Via Variety.com: Sex was on the brain during Monday night’s Paleyfest panel at Hollywood’s Dolby Theatre, where Showtime’s “Masters of Sex” stars Michael Sheen, Lizzy Caplan, Caitlin FitzGerald, Teddy Sears and Annaleigh Ashford riffed on such titillating topics as the meaning of love, on-camera copulation, and the 2009 Thomas Maier biography upon which the show is based.

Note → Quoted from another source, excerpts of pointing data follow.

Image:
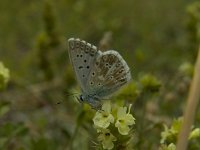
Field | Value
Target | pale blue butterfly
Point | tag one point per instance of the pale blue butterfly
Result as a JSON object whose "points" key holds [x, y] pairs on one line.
{"points": [[99, 74]]}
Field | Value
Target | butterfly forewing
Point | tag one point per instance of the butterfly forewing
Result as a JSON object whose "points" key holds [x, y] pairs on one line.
{"points": [[83, 56], [110, 72]]}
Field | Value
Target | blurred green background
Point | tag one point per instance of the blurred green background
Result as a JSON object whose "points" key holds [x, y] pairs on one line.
{"points": [[154, 37]]}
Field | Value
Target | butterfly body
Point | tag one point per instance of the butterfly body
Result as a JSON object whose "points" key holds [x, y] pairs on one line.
{"points": [[99, 74]]}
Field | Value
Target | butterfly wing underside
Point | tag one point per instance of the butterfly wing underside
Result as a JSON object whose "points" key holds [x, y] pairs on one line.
{"points": [[82, 56], [109, 73]]}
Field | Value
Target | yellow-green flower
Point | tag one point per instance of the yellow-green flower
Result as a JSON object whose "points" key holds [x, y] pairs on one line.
{"points": [[195, 133], [4, 75], [106, 138], [103, 117], [124, 120]]}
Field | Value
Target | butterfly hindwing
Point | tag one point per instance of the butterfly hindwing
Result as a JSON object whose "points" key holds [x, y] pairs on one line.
{"points": [[110, 72], [82, 56]]}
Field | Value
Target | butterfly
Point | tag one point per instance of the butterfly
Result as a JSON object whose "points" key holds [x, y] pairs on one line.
{"points": [[98, 73]]}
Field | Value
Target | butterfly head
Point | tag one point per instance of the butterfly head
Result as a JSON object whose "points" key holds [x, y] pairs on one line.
{"points": [[91, 100]]}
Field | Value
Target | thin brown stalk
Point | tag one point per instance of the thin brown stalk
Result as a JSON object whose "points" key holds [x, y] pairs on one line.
{"points": [[192, 102]]}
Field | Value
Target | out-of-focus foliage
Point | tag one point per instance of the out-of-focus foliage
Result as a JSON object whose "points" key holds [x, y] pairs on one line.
{"points": [[38, 106]]}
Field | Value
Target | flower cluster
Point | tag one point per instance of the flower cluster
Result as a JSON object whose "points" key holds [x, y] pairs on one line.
{"points": [[4, 75], [122, 120]]}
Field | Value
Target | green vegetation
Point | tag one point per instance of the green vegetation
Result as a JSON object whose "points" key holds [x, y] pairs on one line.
{"points": [[38, 106]]}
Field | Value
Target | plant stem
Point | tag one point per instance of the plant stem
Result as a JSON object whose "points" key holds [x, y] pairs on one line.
{"points": [[192, 102]]}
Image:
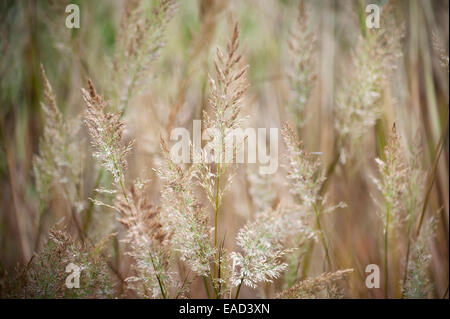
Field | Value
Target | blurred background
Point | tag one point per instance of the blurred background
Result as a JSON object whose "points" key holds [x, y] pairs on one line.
{"points": [[416, 99]]}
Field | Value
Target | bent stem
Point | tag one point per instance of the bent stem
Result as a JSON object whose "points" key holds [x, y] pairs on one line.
{"points": [[216, 218], [239, 289]]}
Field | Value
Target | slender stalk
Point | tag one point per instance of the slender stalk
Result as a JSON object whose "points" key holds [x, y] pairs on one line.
{"points": [[216, 217], [159, 279], [386, 247], [322, 237], [239, 289], [205, 282]]}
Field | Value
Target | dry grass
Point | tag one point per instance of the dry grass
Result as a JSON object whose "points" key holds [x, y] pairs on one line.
{"points": [[363, 174]]}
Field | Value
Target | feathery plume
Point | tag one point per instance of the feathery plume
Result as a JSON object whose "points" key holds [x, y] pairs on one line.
{"points": [[358, 103], [261, 242], [140, 40], [57, 163], [184, 217], [45, 274], [311, 288], [302, 44]]}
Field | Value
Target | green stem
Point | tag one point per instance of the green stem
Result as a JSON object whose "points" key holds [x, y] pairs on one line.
{"points": [[386, 247], [322, 237]]}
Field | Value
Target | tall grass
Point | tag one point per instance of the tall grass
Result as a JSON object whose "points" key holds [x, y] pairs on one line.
{"points": [[87, 176]]}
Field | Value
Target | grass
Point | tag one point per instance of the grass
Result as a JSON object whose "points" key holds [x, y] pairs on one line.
{"points": [[86, 174]]}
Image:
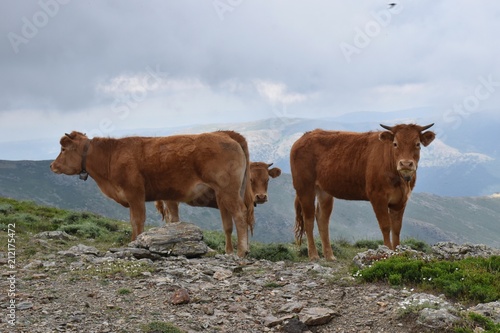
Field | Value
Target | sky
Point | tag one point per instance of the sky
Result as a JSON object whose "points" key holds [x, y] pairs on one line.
{"points": [[107, 67]]}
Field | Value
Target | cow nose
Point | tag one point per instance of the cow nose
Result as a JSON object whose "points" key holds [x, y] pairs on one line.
{"points": [[406, 164], [261, 197]]}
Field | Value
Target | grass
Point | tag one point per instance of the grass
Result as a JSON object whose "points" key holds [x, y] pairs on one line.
{"points": [[470, 281]]}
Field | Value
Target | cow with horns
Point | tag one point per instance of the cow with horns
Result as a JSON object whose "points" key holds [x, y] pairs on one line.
{"points": [[380, 167]]}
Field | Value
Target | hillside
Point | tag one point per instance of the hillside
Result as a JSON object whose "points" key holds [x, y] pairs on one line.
{"points": [[430, 218], [464, 160]]}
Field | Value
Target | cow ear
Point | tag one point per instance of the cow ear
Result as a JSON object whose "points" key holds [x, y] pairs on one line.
{"points": [[427, 137], [274, 172], [65, 140], [386, 136]]}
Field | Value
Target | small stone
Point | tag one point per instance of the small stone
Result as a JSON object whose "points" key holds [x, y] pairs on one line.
{"points": [[24, 306], [61, 235], [316, 316], [294, 325], [223, 274], [180, 296]]}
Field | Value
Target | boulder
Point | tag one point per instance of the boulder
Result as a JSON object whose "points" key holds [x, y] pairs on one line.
{"points": [[176, 239]]}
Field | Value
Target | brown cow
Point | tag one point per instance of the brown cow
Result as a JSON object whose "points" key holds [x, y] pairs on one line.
{"points": [[259, 179], [376, 166], [133, 170]]}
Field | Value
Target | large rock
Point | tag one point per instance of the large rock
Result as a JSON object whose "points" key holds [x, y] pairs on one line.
{"points": [[177, 239]]}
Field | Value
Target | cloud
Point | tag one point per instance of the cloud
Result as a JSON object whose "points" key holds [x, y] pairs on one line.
{"points": [[142, 83], [277, 93]]}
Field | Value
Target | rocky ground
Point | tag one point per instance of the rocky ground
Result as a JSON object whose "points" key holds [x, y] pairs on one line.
{"points": [[83, 290]]}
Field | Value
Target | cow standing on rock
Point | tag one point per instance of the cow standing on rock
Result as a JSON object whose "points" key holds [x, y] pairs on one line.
{"points": [[259, 179], [376, 166], [134, 170]]}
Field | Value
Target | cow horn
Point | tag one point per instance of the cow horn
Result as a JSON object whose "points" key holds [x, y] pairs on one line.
{"points": [[423, 128], [386, 127]]}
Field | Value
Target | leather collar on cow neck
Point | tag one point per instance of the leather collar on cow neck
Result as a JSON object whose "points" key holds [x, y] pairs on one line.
{"points": [[84, 174]]}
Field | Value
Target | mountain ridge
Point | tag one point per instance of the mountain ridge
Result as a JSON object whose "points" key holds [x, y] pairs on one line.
{"points": [[428, 217]]}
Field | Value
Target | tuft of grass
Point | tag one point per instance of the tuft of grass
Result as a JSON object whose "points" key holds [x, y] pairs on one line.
{"points": [[273, 252], [417, 245], [477, 323], [114, 269], [471, 280], [368, 244], [124, 291], [30, 218], [161, 327]]}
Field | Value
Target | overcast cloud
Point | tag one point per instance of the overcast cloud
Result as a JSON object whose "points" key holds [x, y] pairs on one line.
{"points": [[104, 66]]}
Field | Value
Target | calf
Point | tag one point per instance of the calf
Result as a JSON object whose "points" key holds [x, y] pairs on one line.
{"points": [[259, 179]]}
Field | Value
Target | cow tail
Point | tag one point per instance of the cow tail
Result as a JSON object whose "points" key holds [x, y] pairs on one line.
{"points": [[299, 222], [246, 186]]}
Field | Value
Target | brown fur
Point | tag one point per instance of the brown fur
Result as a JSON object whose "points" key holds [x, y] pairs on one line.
{"points": [[354, 166], [134, 170], [259, 178]]}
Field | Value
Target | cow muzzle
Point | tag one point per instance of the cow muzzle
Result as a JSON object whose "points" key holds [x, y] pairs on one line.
{"points": [[54, 168], [407, 169], [260, 198]]}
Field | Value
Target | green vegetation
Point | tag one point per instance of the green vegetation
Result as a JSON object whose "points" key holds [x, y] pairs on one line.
{"points": [[161, 327], [471, 280], [475, 320], [27, 218]]}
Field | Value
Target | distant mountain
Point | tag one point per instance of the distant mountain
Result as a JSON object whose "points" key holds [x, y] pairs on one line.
{"points": [[464, 160], [429, 217]]}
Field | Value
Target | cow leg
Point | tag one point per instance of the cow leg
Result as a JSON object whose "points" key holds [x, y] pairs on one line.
{"points": [[172, 211], [307, 205], [384, 220], [236, 207], [323, 211], [227, 225], [137, 217], [396, 224]]}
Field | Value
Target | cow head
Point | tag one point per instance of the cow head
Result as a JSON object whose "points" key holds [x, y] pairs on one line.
{"points": [[259, 178], [69, 160], [406, 141]]}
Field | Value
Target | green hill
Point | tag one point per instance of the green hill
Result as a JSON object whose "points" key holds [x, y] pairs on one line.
{"points": [[428, 217]]}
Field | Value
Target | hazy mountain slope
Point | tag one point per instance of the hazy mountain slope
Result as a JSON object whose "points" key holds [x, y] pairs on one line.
{"points": [[463, 161], [428, 217]]}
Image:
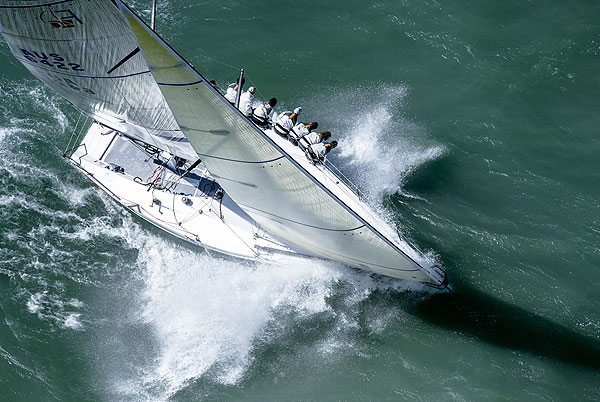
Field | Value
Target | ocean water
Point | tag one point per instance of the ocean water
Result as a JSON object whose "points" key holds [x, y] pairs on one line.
{"points": [[474, 127]]}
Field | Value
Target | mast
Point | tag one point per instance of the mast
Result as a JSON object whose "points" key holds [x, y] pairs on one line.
{"points": [[153, 14], [239, 91]]}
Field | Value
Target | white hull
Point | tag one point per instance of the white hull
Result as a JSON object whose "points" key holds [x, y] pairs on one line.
{"points": [[200, 218], [189, 207]]}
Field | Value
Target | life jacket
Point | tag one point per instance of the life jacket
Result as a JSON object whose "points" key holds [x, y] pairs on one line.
{"points": [[285, 123], [246, 103], [261, 114]]}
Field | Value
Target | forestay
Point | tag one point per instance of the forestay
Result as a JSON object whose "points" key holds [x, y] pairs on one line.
{"points": [[268, 184], [86, 52]]}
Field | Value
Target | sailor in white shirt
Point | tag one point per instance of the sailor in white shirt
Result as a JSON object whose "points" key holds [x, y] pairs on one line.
{"points": [[286, 121], [300, 130], [263, 113], [315, 138], [320, 149], [246, 100]]}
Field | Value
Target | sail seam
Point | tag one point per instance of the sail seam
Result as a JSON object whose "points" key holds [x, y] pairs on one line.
{"points": [[38, 5], [237, 160], [302, 224], [173, 84]]}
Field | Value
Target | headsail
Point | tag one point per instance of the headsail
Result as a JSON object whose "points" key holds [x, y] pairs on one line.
{"points": [[86, 52], [267, 183]]}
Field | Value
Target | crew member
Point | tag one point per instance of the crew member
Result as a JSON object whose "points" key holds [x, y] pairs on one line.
{"points": [[320, 149], [246, 100], [300, 130], [286, 121], [213, 84], [263, 114], [232, 89], [315, 138]]}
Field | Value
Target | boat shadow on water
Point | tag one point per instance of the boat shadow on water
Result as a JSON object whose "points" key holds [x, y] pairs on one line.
{"points": [[499, 323]]}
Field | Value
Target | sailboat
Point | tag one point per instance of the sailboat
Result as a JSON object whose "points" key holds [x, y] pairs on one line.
{"points": [[170, 148]]}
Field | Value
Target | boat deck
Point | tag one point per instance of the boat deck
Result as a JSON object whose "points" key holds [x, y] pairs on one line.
{"points": [[194, 207]]}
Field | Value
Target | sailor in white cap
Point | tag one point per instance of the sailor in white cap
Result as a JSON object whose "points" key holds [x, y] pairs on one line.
{"points": [[263, 113], [286, 121], [300, 130], [246, 100], [232, 89], [320, 150]]}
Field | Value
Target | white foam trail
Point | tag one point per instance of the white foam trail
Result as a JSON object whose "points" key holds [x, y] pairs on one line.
{"points": [[209, 312], [377, 146], [52, 308]]}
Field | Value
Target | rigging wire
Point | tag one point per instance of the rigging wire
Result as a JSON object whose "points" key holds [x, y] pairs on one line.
{"points": [[72, 134]]}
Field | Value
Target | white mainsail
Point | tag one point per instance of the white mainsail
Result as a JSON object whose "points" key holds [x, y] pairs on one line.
{"points": [[284, 198], [86, 52], [125, 76]]}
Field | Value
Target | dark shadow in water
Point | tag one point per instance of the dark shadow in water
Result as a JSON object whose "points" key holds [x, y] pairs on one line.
{"points": [[508, 326]]}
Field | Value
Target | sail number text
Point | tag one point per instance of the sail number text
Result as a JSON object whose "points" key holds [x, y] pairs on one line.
{"points": [[52, 60]]}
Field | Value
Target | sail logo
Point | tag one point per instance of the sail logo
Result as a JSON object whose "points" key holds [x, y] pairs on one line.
{"points": [[55, 60], [60, 18]]}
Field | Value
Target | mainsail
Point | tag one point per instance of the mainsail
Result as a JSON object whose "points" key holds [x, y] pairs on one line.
{"points": [[266, 182], [86, 52], [125, 76]]}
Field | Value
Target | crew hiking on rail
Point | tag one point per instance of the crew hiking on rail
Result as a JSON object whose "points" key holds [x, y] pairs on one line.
{"points": [[315, 145]]}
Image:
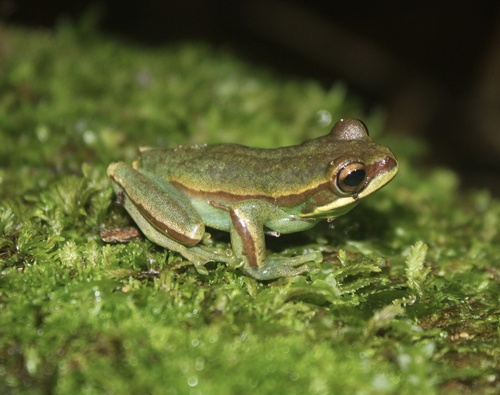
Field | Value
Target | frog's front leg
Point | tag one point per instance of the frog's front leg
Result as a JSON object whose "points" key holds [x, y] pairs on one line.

Buzzfeed’s Senior Entertainment Editor Jarett Wieselman moderated the spirited discussion. “We were looking for ferocious intelligence and people who had an unconventional bent to their work and to the roles that they had chosen,” explained series EP Michelle Ashford of casting Sheen as famed 1950’s OB/GYN William H. Masters and Caplan as Virginia Johnson, a lounge singer-turned-secretary-turned-pioneering sexologist. “I was leaning toward more comedic roles because I thought that was all I was going to get, but that’s not what I sought out to do as an actress,” Caplan said of her decision to pursue the role. “I wanted to do everything as an actress. Going after this job was about proving to myself that I could do more than one thing.” Even so, Caplan was skeptical that she’d actually land the part. "I walked away from that three-hour audition and I thought that was the best audition I ever had and I did not get that at all,” she admitted. “They must have really wanted Lizzy to do it because I tried everything to get rid of her,” Sheen joked, whose lyrical Welsh lilt is a far cry from Masters’ sturdy Midwestern accent. Sheen called the series “a perfect combination of an existing structure: real life and real facts which act as a springboard to work from.” “Even though we know certain things [about Masters and Johnson],” he said, “they were such private, secretive and mysterious people you have to invent as well.” While FitzGerald worried that Libby, Masters’ long-suffering bride, would be just another “conventional 50’s housewife,” Ashford and EP Sarah Timberman assured her that that would not be the case. “[Libby’s] motives for having a baby are so much more about need and safety and security and that feels very much contemporary for me,” said FitzGerald. Sheen praised Ashford and Timberman for their deft and fearless handing of “complicated” subject matter. “We have this word ‘love,’ and it means whatever it means for everybody and we all put a pretty little bow on it, but nobody knows what that is,” he said. “One of the things I find fascinating about the show is that it’s a show about sex but you can’t separate the sex and the sexuality from the emotions and the psychology that go along with it — all those things go together. Time makes you intimate, that’s just what happens. Those are the ties that bind us.” Caplan is pleasantly surprised that the show, now shooting its second season, has engendered such a rousing response.
“I really did not anticipate the reaction to be so in line with what we were going for,” she said. “That’s never happened to me before in my career. When we first aired, we were seen as a show that didn’t degrade women in the least. It was a feminist story that we were trying to tell. It was so refreshing and really proves how smart the audience is and that it deserves more.” While nobody would disclose what exactly happens this next season — save that “Breaking Bad” actress Betsy Brandt makes an appearance — Caplan did explain how she manages to stay so nonchalant about all the naked sex scenes required of her character.
“Some people flip burgers for a living,” she shrugged. “Some people get naked and grind Michael Sheen.”